To say China is enjoying something of an indie rock renaissance would be to limit the size and power of that country’s DIY continuum. The music may be less celebrated in the mainstream than its American counterpart, but it’s no less full of heart and vitality. The label Maybe Mars continually releases work from some of the best contemporary guitar-based bands in the region; its catalog is eclectic, championing arty independent music that freely mixes genres. In the case of Beijing’s Future Orients, the group’s dynamism makes them one of the most interesting post-punk bands of late.
Eat or Die is the group’s debut, and they emerge masterfully, with nine songs that seem to span both genre and generations.
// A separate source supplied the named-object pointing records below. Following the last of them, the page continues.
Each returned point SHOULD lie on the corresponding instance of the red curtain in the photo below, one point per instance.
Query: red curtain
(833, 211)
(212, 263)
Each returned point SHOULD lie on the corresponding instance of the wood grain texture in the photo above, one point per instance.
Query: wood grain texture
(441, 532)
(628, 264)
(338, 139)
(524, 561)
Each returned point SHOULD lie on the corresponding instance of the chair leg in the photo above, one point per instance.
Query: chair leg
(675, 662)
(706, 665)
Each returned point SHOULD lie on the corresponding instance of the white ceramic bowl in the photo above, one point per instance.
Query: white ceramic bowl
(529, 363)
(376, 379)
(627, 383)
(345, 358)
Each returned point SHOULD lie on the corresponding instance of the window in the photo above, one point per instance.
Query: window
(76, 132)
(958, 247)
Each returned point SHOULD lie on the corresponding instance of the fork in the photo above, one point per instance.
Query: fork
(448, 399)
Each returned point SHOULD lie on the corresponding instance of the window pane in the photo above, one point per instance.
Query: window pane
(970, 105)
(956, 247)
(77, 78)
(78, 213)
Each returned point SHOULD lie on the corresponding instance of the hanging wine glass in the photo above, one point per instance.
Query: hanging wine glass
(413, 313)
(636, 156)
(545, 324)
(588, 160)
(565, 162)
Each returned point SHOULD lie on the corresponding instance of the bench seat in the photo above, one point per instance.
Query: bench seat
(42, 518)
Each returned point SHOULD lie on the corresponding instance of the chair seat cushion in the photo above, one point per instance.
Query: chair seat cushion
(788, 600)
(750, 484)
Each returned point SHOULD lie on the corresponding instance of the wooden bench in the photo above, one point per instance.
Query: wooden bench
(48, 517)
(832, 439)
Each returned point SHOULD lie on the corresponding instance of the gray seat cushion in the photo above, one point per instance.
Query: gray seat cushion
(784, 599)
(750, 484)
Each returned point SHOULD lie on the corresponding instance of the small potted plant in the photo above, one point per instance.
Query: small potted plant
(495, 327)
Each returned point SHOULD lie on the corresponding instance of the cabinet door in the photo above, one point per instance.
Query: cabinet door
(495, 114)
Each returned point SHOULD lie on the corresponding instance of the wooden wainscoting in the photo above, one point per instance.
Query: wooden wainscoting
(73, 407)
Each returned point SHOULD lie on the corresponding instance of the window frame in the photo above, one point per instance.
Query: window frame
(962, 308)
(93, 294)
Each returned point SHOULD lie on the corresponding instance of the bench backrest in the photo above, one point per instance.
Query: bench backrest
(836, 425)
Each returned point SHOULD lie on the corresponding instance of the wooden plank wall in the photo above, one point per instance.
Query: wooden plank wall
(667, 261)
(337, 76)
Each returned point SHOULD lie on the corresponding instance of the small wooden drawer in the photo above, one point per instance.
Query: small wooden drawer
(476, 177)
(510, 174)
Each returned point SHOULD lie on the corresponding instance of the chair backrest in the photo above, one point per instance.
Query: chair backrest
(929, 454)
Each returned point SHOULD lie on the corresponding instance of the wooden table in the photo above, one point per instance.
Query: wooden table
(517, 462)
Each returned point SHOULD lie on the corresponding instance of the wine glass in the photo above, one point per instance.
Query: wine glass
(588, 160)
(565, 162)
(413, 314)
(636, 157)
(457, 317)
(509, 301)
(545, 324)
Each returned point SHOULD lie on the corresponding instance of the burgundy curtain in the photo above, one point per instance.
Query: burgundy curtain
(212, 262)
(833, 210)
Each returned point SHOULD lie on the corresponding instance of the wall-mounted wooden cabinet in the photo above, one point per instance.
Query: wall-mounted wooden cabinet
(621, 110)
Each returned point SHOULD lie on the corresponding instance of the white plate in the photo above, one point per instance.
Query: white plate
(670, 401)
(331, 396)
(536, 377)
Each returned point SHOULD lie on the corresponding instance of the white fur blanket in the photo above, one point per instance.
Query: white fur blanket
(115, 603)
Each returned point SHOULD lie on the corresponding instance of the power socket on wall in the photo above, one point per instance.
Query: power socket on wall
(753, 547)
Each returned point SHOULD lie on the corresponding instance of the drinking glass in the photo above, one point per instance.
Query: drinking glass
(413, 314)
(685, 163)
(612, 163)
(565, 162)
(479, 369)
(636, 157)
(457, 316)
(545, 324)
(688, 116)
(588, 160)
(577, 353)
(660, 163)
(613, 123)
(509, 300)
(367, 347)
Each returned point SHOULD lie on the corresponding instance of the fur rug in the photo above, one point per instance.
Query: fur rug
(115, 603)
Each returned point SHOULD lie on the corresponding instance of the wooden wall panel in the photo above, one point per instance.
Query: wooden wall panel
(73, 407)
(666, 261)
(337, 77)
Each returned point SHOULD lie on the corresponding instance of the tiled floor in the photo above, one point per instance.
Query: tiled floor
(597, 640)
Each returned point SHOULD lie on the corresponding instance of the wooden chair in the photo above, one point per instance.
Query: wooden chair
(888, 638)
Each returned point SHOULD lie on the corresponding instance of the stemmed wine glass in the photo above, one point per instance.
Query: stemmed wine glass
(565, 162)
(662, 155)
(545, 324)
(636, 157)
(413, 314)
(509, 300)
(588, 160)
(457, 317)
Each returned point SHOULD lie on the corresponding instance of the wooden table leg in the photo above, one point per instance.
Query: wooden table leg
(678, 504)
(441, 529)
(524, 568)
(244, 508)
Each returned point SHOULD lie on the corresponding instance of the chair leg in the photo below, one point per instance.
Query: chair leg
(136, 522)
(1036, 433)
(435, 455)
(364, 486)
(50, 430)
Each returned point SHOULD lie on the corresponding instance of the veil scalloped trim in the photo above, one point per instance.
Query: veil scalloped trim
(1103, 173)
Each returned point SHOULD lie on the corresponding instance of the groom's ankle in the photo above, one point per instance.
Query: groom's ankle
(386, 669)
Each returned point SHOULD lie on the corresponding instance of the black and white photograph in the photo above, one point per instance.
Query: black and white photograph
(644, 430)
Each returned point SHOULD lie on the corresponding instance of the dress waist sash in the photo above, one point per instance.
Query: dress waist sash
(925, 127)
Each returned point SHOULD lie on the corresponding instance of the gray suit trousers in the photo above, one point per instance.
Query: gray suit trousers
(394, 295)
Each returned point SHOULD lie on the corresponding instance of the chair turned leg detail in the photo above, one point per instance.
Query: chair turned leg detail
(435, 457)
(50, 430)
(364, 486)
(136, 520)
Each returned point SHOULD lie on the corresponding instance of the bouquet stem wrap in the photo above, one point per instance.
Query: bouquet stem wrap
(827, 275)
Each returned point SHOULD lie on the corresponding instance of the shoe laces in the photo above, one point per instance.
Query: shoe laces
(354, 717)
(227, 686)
The vocal cries in “Lost” recall American emo’s ‘90s/early ‘00s golden era. “Running” tempers technical math-rock guitar playing with a U.K. goth glow, courtesy of heavy chorus and reverb. “Haze” continues that theme, adding female vocal harmonies for texture. “Cave” isn’t a far cry from the delicate pop of Death Cab for Cutie’s Transatlanticism, effortlessly evolving into instrumental psych-rock track and hazy shoegaze before reaching its coda. On paper, it might seem overstuffed. In song, in 10 minutes, it’s transformative.
Eat or Die ends with “Down,” synth mixed louder than its spoken-word vocals. Before long, a sweet, robotic vocal harmony enters, and what could have built into a messy, angsty hodgepodge concludes with bright optimism. That transformation highlights the very thing that makes this band work—their unlikely combination of styles merge to form something beautiful and cohesive.